Though sentences like Fumo's are not routine, "neither are they unheard of, as the government seeks to imply," wrote defense lawyers Dennis J. Cogan, Peter Goldberger, and Samuel Buffone.

"Year after year," the lawyers wrote, judges have given defendants such breaks. They said Buckwalter "should not hesitate" to do so again.

Fumo is already back in town. In leg irons and chained at the waist, he was put on the road in recent weeks, traveling aboard prison buses and "Con Air," the federal prisoner-transport system, to return to Philadelphia.

Fumo arrived in the city a week ago and has been held at the federal facility near the U.S. Courthouse. He departed prison in Kentucky on Oct. 20, and later made stops at federal facilities in Atlanta, West Point, N.Y., and Brooklyn.

The Fumo corruption saga burst into public view in 2004, when The Inquirer reported he was under FBI investigation. The sensational case reached its latest climax in the last 10 days, with both sides releasing scores of e-mails Fumo wrote behind bars.

Citing a U.S. Supreme Court decision that permits judges to weigh post-conviction behavior at resentencings, prosecutors on Oct. 28 argued that the e-mails showed Fumo was vengeful, unrepentant, and a likely recidivist.

In his messages, Fumo blasted the prosecutors as "evil," his jury as "dumb, corrupt, and prejudiced," and his offenses as "my so-called crime." He promises an old ally - a serving state senator - that upon release, he will make a comeback in politics and "begin building again."

This would hardly be without precedent in Pennsylvania politics. Notably, Fumo's predecessor in his South Philadelphia district - the late State Sen. Henry J. "Buddy" Cianfrani - set up lucrative shop as a political consultant after serving time on a federal corruption conviction.

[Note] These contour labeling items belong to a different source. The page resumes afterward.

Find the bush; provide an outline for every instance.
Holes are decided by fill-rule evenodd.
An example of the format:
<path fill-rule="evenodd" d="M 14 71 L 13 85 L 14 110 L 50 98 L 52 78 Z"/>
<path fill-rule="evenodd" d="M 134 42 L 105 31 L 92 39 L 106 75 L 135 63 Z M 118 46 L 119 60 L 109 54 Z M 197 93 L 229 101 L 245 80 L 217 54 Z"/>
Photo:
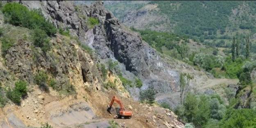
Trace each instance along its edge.
<path fill-rule="evenodd" d="M 9 89 L 7 93 L 7 97 L 13 102 L 19 104 L 20 103 L 20 99 L 27 94 L 27 82 L 19 81 L 15 83 L 15 87 L 12 90 Z"/>
<path fill-rule="evenodd" d="M 59 32 L 61 34 L 64 36 L 70 36 L 70 34 L 69 33 L 69 29 L 68 29 L 68 28 L 66 28 L 64 29 L 62 28 L 59 28 Z"/>
<path fill-rule="evenodd" d="M 4 92 L 1 85 L 1 83 L 0 83 L 0 108 L 2 108 L 5 106 L 7 101 L 4 96 Z"/>
<path fill-rule="evenodd" d="M 199 66 L 208 71 L 214 66 L 214 58 L 208 54 L 199 53 L 196 54 L 193 59 L 194 65 Z"/>
<path fill-rule="evenodd" d="M 185 128 L 194 128 L 194 126 L 190 124 L 186 124 L 185 125 Z"/>
<path fill-rule="evenodd" d="M 10 38 L 6 37 L 3 37 L 1 40 L 1 42 L 2 42 L 2 46 L 1 47 L 2 56 L 3 57 L 5 57 L 7 54 L 8 50 L 14 45 L 14 41 Z"/>
<path fill-rule="evenodd" d="M 105 65 L 103 64 L 100 64 L 100 69 L 101 70 L 101 72 L 102 73 L 102 76 L 103 77 L 103 79 L 105 80 L 106 79 L 106 76 L 108 74 L 108 71 L 106 69 L 105 67 Z"/>
<path fill-rule="evenodd" d="M 220 128 L 256 128 L 256 115 L 249 109 L 228 110 L 220 123 Z"/>
<path fill-rule="evenodd" d="M 160 104 L 160 106 L 164 108 L 171 109 L 171 107 L 170 105 L 166 103 L 163 102 Z"/>
<path fill-rule="evenodd" d="M 136 87 L 138 88 L 140 88 L 142 87 L 142 81 L 141 81 L 141 80 L 140 79 L 138 78 L 135 79 L 135 85 L 136 86 Z"/>
<path fill-rule="evenodd" d="M 109 88 L 112 89 L 116 89 L 116 87 L 115 84 L 109 81 L 108 81 L 108 82 L 104 84 L 104 88 L 106 88 L 107 89 Z"/>
<path fill-rule="evenodd" d="M 43 124 L 40 128 L 52 128 L 52 127 L 51 125 L 48 124 L 48 122 L 46 122 Z"/>
<path fill-rule="evenodd" d="M 0 27 L 0 36 L 4 35 L 4 29 L 2 27 Z"/>
<path fill-rule="evenodd" d="M 251 73 L 249 72 L 242 73 L 239 78 L 239 82 L 243 85 L 249 85 L 251 83 Z"/>
<path fill-rule="evenodd" d="M 39 88 L 46 92 L 49 91 L 49 88 L 46 85 L 46 81 L 48 79 L 48 75 L 43 70 L 40 70 L 35 75 L 34 80 Z"/>
<path fill-rule="evenodd" d="M 129 86 L 130 87 L 133 87 L 134 85 L 132 84 L 132 81 L 124 77 L 122 75 L 118 76 L 120 81 L 122 82 L 122 84 L 124 87 Z"/>
<path fill-rule="evenodd" d="M 35 29 L 34 30 L 32 38 L 35 46 L 41 47 L 44 52 L 50 49 L 51 44 L 48 39 L 48 36 L 44 31 L 39 28 Z"/>
<path fill-rule="evenodd" d="M 110 72 L 113 73 L 116 73 L 117 72 L 119 72 L 118 62 L 117 61 L 113 61 L 112 59 L 110 59 L 109 60 L 107 63 L 108 68 Z"/>
<path fill-rule="evenodd" d="M 15 83 L 14 90 L 18 91 L 21 96 L 23 97 L 27 94 L 27 85 L 28 84 L 27 82 L 23 81 L 18 81 Z"/>
<path fill-rule="evenodd" d="M 140 92 L 140 100 L 142 101 L 145 101 L 149 104 L 154 103 L 156 93 L 153 86 L 150 86 L 145 90 Z"/>
<path fill-rule="evenodd" d="M 48 36 L 57 32 L 57 29 L 46 20 L 40 10 L 30 11 L 27 7 L 16 2 L 8 3 L 2 10 L 5 20 L 11 24 L 29 29 L 39 28 Z"/>
<path fill-rule="evenodd" d="M 99 25 L 100 23 L 99 20 L 93 17 L 89 18 L 89 27 L 91 29 L 94 27 L 94 26 Z"/>
<path fill-rule="evenodd" d="M 51 79 L 50 81 L 49 82 L 49 85 L 50 87 L 52 87 L 53 89 L 57 90 L 58 87 L 57 86 L 56 84 L 57 82 L 56 82 L 56 80 L 55 79 L 52 78 Z"/>

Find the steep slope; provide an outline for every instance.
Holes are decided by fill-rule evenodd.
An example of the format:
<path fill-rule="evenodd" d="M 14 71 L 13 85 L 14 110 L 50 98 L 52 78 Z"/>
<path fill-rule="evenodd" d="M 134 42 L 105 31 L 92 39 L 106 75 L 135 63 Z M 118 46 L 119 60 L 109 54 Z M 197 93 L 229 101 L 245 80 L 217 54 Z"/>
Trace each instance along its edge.
<path fill-rule="evenodd" d="M 69 29 L 71 35 L 66 36 L 57 33 L 51 37 L 49 42 L 52 47 L 45 52 L 34 45 L 32 37 L 34 32 L 32 30 L 5 23 L 3 15 L 0 14 L 0 25 L 4 30 L 1 38 L 9 39 L 12 43 L 5 51 L 6 54 L 0 57 L 1 98 L 6 98 L 5 95 L 2 97 L 2 88 L 5 94 L 7 93 L 5 92 L 6 91 L 14 88 L 15 83 L 19 80 L 26 81 L 28 88 L 20 104 L 16 104 L 8 100 L 5 106 L 0 109 L 0 127 L 39 127 L 47 122 L 54 128 L 106 128 L 116 125 L 115 122 L 117 122 L 118 127 L 124 125 L 134 128 L 184 127 L 184 124 L 169 110 L 149 106 L 129 98 L 130 94 L 115 74 L 109 72 L 106 79 L 103 79 L 102 71 L 98 65 L 99 62 L 104 63 L 108 56 L 113 59 L 116 58 L 123 63 L 125 65 L 124 71 L 127 70 L 125 73 L 134 75 L 129 73 L 131 72 L 141 78 L 149 78 L 151 71 L 149 69 L 138 70 L 138 68 L 143 67 L 139 67 L 140 64 L 147 66 L 145 61 L 142 61 L 145 53 L 140 49 L 142 47 L 140 45 L 145 43 L 142 43 L 138 36 L 136 39 L 133 40 L 136 34 L 131 31 L 128 33 L 129 30 L 127 29 L 123 30 L 122 34 L 125 36 L 122 38 L 128 41 L 119 42 L 120 38 L 117 38 L 118 35 L 113 33 L 116 31 L 114 29 L 118 27 L 115 27 L 117 25 L 112 26 L 113 24 L 118 24 L 118 20 L 104 10 L 102 3 L 98 2 L 90 7 L 84 6 L 81 10 L 81 13 L 77 12 L 68 1 L 18 2 L 30 9 L 41 9 L 44 16 L 58 28 Z M 80 18 L 81 16 L 84 18 Z M 98 18 L 100 22 L 93 29 L 91 29 L 87 20 L 91 17 Z M 125 27 L 120 29 L 125 29 Z M 105 30 L 108 32 L 104 32 Z M 79 40 L 75 36 L 79 37 Z M 91 40 L 92 38 L 93 40 L 91 45 L 93 48 L 99 50 L 95 50 L 96 54 L 93 51 L 90 52 L 79 43 L 80 40 L 82 44 L 86 43 L 90 45 L 89 43 L 91 42 L 88 40 Z M 2 48 L 4 43 L 1 39 Z M 138 52 L 136 53 L 140 54 L 139 56 L 116 51 L 116 49 L 122 44 L 131 40 L 135 44 L 132 48 L 138 51 L 131 48 L 129 50 Z M 101 45 L 95 46 L 96 43 L 101 43 Z M 106 44 L 108 45 L 105 47 Z M 118 47 L 115 47 L 114 45 Z M 145 47 L 151 49 L 148 46 Z M 100 47 L 103 49 L 101 52 L 99 52 L 102 49 Z M 124 48 L 121 49 L 124 50 Z M 2 49 L 0 50 L 1 55 L 3 52 Z M 139 59 L 142 61 L 135 64 L 135 61 Z M 144 75 L 144 71 L 148 72 Z M 47 76 L 45 77 L 47 83 L 37 85 L 35 79 L 38 77 L 38 74 Z M 106 81 L 115 82 L 115 89 L 104 88 Z M 112 121 L 113 115 L 110 115 L 106 110 L 113 95 L 123 101 L 126 108 L 132 110 L 134 115 L 131 119 Z M 116 104 L 114 106 L 117 106 Z"/>
<path fill-rule="evenodd" d="M 252 1 L 105 2 L 106 7 L 122 23 L 139 29 L 149 28 L 205 38 L 248 30 L 255 33 L 256 17 L 252 14 L 255 3 Z M 124 8 L 127 9 L 122 11 Z"/>

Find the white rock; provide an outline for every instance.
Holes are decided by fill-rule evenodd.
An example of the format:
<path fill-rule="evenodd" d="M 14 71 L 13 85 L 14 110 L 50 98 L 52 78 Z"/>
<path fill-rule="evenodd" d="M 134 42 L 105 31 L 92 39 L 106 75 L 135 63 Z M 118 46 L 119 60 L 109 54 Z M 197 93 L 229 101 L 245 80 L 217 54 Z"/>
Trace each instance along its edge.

On Friday, the defense released its own set of e-mails, sketching a different portrait of Fumo from the massive number he sent.

The defense argued the e-mails showed that, in his "more reflective moments," Fumo realized he was too old to restart his career as a lobbyist and that he probably would be barred from doing that anyway.

In one e-mail, Fumo wondered why the government seemed to treat him like the "Unabomber and Oklahoma bombers combined?"

Of course, Timothy McVeigh, who blew up a federal building in Oklahoma, has been executed. "Unabomber" Theodore Kaczynski is serving life without parole.

Minus profanities, Fumo also wrote, "It is VERY frustrating. Plus I've been here almost 2 years and I don't have any finality to my sentence! This is not fair or just! It is cruel.

"I too am a human being. Albeit a felonious one!:-(" The e-mail war left lawyers in town pondering its impact, if any.

Under one school of thought, the electronic evidence might give Buckwalter a new reason to increase Fumo's sentence.

On the other hand, it might reaffirm Buckwalter's previous view that prosecutors had overreached, said Berman, the Ohio State sentencing expert.

"It may harden the judge's desire to stick it to the government," Berman said.

Richman, the Columbia professor, said Buckwalter may well be pondering how much the Third Circuit court was focusing on his legal missteps, as opposed to the bottom line of the 55-month sentence he imposed two years ago.

"If he focuses on the process and reinstates the same sentence," Richman said, "he may well find out."

By that, Richman said, he meant the prosecutors could lodge yet another appeal should Buckwalter not increase the sentence.